Load CSV file with Spark
Solution 1
Are you sure that all the lines have at least 2 columns? Can you try something like, just to check?:
sc.textFile("file.csv") \
.map(lambda line: line.split(",")) \
.filter(lambda line: len(line)>1) \
.map(lambda line: (line[0],line[1])) \
.collect()
Alternatively, you could print the culprit (if any):
sc.textFile("file.csv") \
.map(lambda line: line.split(",")) \
.filter(lambda line: len(line)<=1) \
.collect()
Solution 2
Spark 2.0.0+
You can use built-in csv data source directly:
spark.read.csv(
"some_input_file.csv",
header=True,
mode="DROPMALFORMED",
schema=schema
)
or
(
spark.read
.schema(schema)
.option("header", "true")
.option("mode", "DROPMALFORMED")
.csv("some_input_file.csv")
)
without including any external dependencies.
Spark < 2.0.0:
Instead of manual parsing, which is far from trivial in a general case, I would recommend spark-csv
:
Make sure that Spark CSV is included in the path (--packages
, --jars
, --driver-class-path
)
And load your data as follows:
df = (
sqlContext
.read.format("com.databricks.spark.csv")
.option("header", "true")
.option("inferschema", "true")
.option("mode", "DROPMALFORMED")
.load("some_input_file.csv")
)
It can handle loading, schema inference, dropping malformed lines and doesn't require passing data from Python to the JVM.
Note:
If you know the schema, it is better to avoid schema inference and pass it to DataFrameReader
. Assuming you have three columns - integer, double and string:
from pyspark.sql.types import StructType, StructField
from pyspark.sql.types import DoubleType, IntegerType, StringType
schema = StructType([
StructField("A", IntegerType()),
StructField("B", DoubleType()),
StructField("C", StringType())
])
(
sqlContext
.read
.format("com.databricks.spark.csv")
.schema(schema)
.option("header", "true")
.option("mode", "DROPMALFORMED")
.load("some_input_file.csv")
)
Solution 3
from pyspark.sql import SparkSession
spark = SparkSession \
.builder \
.appName("Python Spark SQL basic example") \
.config("spark.some.config.option", "some-value") \
.getOrCreate()
df = spark.read.csv("/home/stp/test1.csv",header=True,sep="|")
print(df.collect())
Solution 4
And yet another option which consist in reading the CSV file using Pandas and then importing the Pandas DataFrame into Spark.
For example:
from pyspark import SparkContext
from pyspark.sql import SQLContext
import pandas as pd
sc = SparkContext('local','example') # if using locally
sql_sc = SQLContext(sc)
pandas_df = pd.read_csv('file.csv') # assuming the file contains a header
# pandas_df = pd.read_csv('file.csv', names = ['column 1','column 2']) # if no header
s_df = sql_sc.createDataFrame(pandas_df)
Solution 5
Simply splitting by comma will also split commas that are within fields (e.g. a,b,"1,2,3",c
), so it's not recommended. zero323's answer is good if you want to use the DataFrames API, but if you want to stick to base Spark, you can parse csvs in base Python with the csv module:
# works for both python 2 and 3
import csv
rdd = sc.textFile("file.csv")
rdd = rdd.mapPartitions(lambda x: csv.reader(x))

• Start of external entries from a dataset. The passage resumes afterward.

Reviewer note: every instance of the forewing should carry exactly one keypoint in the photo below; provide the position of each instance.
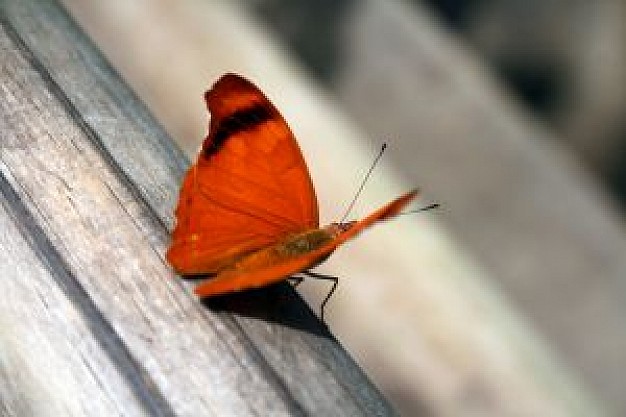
(249, 187)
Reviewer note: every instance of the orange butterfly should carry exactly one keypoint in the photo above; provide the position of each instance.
(247, 211)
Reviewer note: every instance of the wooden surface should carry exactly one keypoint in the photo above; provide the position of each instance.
(430, 322)
(94, 322)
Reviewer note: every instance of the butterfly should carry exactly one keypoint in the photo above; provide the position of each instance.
(247, 212)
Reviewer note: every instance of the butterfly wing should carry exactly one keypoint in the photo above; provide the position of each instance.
(249, 187)
(243, 277)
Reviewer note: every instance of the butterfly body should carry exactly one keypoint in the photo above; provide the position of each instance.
(247, 212)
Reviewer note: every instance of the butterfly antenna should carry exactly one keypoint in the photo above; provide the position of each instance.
(358, 193)
(418, 210)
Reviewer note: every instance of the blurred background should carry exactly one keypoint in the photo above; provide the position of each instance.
(510, 300)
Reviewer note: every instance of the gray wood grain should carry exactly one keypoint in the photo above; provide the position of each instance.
(97, 324)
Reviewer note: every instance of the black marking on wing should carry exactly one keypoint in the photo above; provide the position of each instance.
(244, 119)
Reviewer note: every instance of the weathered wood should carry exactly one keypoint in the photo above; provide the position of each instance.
(94, 322)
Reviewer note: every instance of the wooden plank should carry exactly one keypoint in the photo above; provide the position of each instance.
(89, 181)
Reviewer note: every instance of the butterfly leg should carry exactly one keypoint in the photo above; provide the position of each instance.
(330, 293)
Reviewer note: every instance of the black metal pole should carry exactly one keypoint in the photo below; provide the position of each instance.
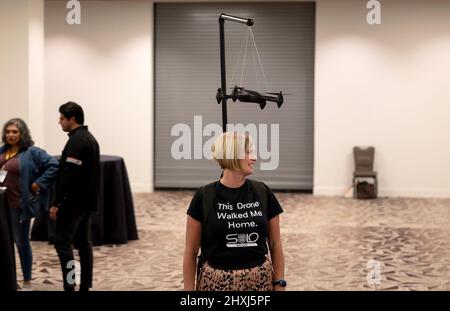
(223, 74)
(222, 18)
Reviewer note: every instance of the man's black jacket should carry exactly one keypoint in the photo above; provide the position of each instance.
(78, 182)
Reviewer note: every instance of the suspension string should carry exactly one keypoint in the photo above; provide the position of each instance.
(256, 70)
(259, 59)
(238, 58)
(245, 57)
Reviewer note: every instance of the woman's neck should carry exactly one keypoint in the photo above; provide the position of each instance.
(232, 179)
(13, 149)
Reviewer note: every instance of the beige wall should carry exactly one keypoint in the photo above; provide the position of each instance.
(13, 59)
(105, 65)
(387, 86)
(384, 85)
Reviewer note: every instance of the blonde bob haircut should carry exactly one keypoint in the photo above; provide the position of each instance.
(230, 147)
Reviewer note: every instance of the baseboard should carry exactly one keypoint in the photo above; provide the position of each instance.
(389, 192)
(141, 188)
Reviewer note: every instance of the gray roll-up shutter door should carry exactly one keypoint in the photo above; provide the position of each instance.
(187, 75)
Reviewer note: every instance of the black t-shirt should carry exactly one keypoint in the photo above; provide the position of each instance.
(236, 227)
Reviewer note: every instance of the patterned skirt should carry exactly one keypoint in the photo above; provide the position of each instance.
(258, 278)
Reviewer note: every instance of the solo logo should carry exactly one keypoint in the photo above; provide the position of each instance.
(242, 239)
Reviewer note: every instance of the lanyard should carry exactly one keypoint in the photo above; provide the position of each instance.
(8, 156)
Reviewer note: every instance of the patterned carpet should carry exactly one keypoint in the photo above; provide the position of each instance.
(330, 243)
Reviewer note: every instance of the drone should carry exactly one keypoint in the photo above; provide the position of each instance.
(248, 96)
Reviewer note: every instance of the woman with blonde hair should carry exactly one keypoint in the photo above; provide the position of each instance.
(235, 222)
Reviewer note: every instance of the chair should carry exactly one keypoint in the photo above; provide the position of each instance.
(364, 159)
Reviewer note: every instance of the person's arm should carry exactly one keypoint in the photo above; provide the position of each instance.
(276, 250)
(70, 172)
(49, 167)
(193, 240)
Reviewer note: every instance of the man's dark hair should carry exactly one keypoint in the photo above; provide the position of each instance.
(72, 109)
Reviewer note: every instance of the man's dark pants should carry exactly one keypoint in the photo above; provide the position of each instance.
(73, 227)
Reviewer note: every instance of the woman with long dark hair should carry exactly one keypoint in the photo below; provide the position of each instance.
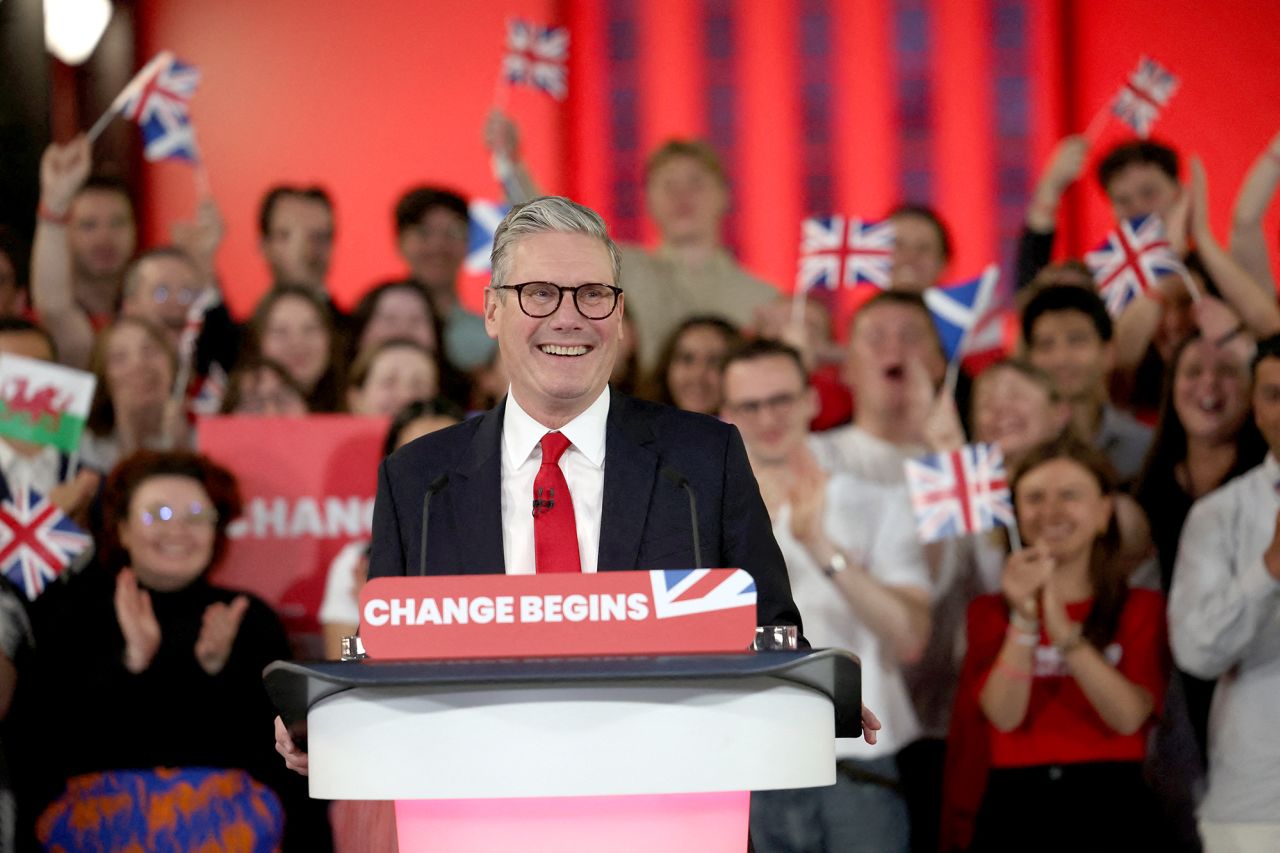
(1069, 666)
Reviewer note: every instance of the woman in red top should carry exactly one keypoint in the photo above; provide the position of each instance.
(1070, 667)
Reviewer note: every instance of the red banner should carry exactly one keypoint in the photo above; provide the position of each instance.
(609, 612)
(309, 489)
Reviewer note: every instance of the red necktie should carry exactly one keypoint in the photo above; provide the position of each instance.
(554, 530)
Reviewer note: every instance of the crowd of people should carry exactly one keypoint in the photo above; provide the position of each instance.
(1102, 680)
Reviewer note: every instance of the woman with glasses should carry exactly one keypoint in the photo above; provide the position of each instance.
(147, 706)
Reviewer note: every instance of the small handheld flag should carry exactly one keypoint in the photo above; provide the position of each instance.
(37, 542)
(536, 56)
(956, 309)
(959, 493)
(44, 402)
(1143, 94)
(835, 256)
(1132, 260)
(484, 218)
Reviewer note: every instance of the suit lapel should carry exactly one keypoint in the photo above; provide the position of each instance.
(475, 496)
(630, 466)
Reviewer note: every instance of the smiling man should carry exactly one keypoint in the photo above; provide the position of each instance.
(565, 474)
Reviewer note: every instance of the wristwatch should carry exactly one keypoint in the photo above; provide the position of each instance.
(835, 565)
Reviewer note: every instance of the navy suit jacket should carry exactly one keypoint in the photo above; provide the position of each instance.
(645, 519)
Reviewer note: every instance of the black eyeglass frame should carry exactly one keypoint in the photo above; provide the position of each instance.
(560, 297)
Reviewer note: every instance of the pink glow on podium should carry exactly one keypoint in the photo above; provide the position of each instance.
(668, 822)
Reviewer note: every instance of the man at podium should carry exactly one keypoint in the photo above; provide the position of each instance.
(565, 474)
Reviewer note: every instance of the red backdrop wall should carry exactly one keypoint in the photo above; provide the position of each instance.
(817, 105)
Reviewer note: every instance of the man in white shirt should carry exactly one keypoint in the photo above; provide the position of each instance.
(1224, 623)
(860, 580)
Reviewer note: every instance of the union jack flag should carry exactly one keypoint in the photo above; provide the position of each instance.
(832, 256)
(680, 592)
(37, 541)
(958, 493)
(959, 309)
(1130, 260)
(536, 55)
(158, 100)
(1139, 99)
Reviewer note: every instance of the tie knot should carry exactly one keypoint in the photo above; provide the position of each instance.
(553, 447)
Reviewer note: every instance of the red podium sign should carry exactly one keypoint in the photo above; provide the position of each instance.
(609, 612)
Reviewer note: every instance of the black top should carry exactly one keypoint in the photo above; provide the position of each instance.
(82, 711)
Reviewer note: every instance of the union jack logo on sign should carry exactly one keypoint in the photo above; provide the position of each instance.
(681, 592)
(1147, 89)
(159, 105)
(37, 542)
(1132, 260)
(536, 56)
(961, 492)
(832, 256)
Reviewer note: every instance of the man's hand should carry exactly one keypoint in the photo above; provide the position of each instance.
(218, 632)
(501, 136)
(201, 236)
(871, 725)
(63, 170)
(295, 758)
(1064, 167)
(76, 495)
(137, 621)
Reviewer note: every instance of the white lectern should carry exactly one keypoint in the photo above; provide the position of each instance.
(571, 753)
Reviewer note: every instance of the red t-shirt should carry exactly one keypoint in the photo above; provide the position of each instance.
(1061, 725)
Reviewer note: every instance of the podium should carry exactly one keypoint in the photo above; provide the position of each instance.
(576, 753)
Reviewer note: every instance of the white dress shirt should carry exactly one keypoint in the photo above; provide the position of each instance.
(1224, 621)
(883, 536)
(583, 465)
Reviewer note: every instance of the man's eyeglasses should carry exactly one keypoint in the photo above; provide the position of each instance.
(753, 407)
(543, 299)
(196, 514)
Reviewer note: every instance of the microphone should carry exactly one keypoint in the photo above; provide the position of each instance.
(434, 488)
(681, 482)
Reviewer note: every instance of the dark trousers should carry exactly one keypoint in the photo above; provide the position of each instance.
(1096, 807)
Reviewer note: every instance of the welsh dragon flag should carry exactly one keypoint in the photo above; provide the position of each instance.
(44, 402)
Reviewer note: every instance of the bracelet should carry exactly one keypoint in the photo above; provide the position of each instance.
(45, 214)
(1226, 338)
(1073, 642)
(1013, 671)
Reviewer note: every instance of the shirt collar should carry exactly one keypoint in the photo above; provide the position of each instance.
(521, 433)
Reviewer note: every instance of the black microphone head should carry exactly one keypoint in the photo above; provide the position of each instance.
(675, 477)
(438, 483)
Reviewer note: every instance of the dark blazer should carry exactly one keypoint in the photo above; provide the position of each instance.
(645, 519)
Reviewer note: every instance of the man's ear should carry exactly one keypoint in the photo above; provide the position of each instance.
(492, 300)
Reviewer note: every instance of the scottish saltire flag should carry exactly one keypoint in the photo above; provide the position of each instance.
(536, 56)
(44, 402)
(959, 493)
(484, 218)
(1130, 261)
(37, 541)
(680, 592)
(959, 308)
(1142, 95)
(158, 100)
(840, 252)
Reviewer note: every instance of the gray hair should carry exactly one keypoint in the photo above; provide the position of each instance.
(548, 214)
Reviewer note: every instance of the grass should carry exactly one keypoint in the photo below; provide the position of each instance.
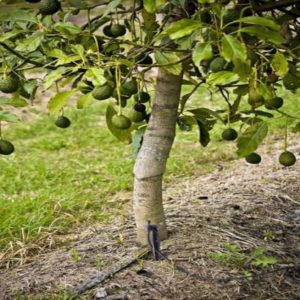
(58, 179)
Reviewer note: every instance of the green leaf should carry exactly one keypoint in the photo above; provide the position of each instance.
(53, 76)
(57, 53)
(260, 21)
(150, 25)
(60, 100)
(11, 34)
(9, 14)
(68, 59)
(243, 69)
(152, 5)
(31, 43)
(251, 138)
(110, 7)
(204, 114)
(15, 102)
(96, 76)
(296, 128)
(280, 64)
(181, 28)
(84, 100)
(204, 137)
(232, 49)
(222, 77)
(67, 28)
(202, 51)
(137, 139)
(171, 60)
(80, 4)
(264, 34)
(8, 116)
(265, 91)
(186, 123)
(120, 134)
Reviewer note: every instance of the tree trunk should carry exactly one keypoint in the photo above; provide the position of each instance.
(152, 158)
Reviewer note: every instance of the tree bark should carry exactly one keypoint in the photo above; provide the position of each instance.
(152, 158)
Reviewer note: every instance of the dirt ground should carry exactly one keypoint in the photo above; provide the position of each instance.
(251, 206)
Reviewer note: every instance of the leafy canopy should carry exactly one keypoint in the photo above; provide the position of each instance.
(97, 50)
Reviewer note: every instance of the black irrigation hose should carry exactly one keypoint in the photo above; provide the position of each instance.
(154, 244)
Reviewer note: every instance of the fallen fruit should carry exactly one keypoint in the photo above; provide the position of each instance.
(6, 147)
(62, 122)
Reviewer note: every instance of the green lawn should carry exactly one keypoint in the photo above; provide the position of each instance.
(58, 179)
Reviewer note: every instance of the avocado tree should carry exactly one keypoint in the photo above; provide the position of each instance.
(243, 51)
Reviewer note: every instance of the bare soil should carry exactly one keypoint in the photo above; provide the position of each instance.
(251, 206)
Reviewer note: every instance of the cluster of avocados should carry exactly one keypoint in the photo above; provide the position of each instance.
(286, 158)
(6, 147)
(127, 89)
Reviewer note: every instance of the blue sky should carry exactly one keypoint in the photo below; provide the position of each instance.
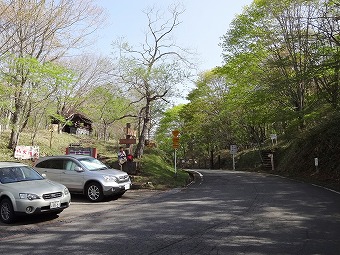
(203, 24)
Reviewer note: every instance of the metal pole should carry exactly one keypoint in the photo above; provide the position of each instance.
(233, 161)
(175, 163)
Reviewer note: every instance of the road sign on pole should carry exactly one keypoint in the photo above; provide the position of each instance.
(175, 145)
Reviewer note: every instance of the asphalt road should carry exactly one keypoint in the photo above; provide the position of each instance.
(223, 212)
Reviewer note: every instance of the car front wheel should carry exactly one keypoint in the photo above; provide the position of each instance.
(6, 211)
(94, 192)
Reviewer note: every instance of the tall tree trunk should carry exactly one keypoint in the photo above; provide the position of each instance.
(142, 137)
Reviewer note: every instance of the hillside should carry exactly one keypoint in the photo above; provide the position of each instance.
(295, 157)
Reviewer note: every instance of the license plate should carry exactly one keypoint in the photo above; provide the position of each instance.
(54, 204)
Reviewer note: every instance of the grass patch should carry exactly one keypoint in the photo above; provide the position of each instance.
(158, 173)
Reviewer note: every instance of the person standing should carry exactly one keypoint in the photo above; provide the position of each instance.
(121, 157)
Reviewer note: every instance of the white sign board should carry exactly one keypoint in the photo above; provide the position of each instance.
(233, 149)
(26, 152)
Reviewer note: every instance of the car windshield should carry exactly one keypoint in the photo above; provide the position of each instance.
(93, 164)
(18, 174)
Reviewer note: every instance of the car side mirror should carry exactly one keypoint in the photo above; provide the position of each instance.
(78, 169)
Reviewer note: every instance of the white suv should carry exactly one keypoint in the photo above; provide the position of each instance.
(84, 174)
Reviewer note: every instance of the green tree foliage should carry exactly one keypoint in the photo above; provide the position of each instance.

EDIT: As @muon mentioned in the comments, this will treat the header like any other row so you'll need to extract it manually. For example, header = rdd.first(); rdd = rdd.filter(lambda x: x != header)
(make sure not to modify header
before the filter evaluates). But at this point, you're probably better off using a built-in csv parser.
Kernael
Updated on January 05, 2022Comments
-
Kernael over 2 years
I'm new to Spark and I'm trying to read CSV data from a file with Spark. Here's what I am doing :
sc.textFile('file.csv') .map(lambda line: (line.split(',')[0], line.split(',')[1])) .collect()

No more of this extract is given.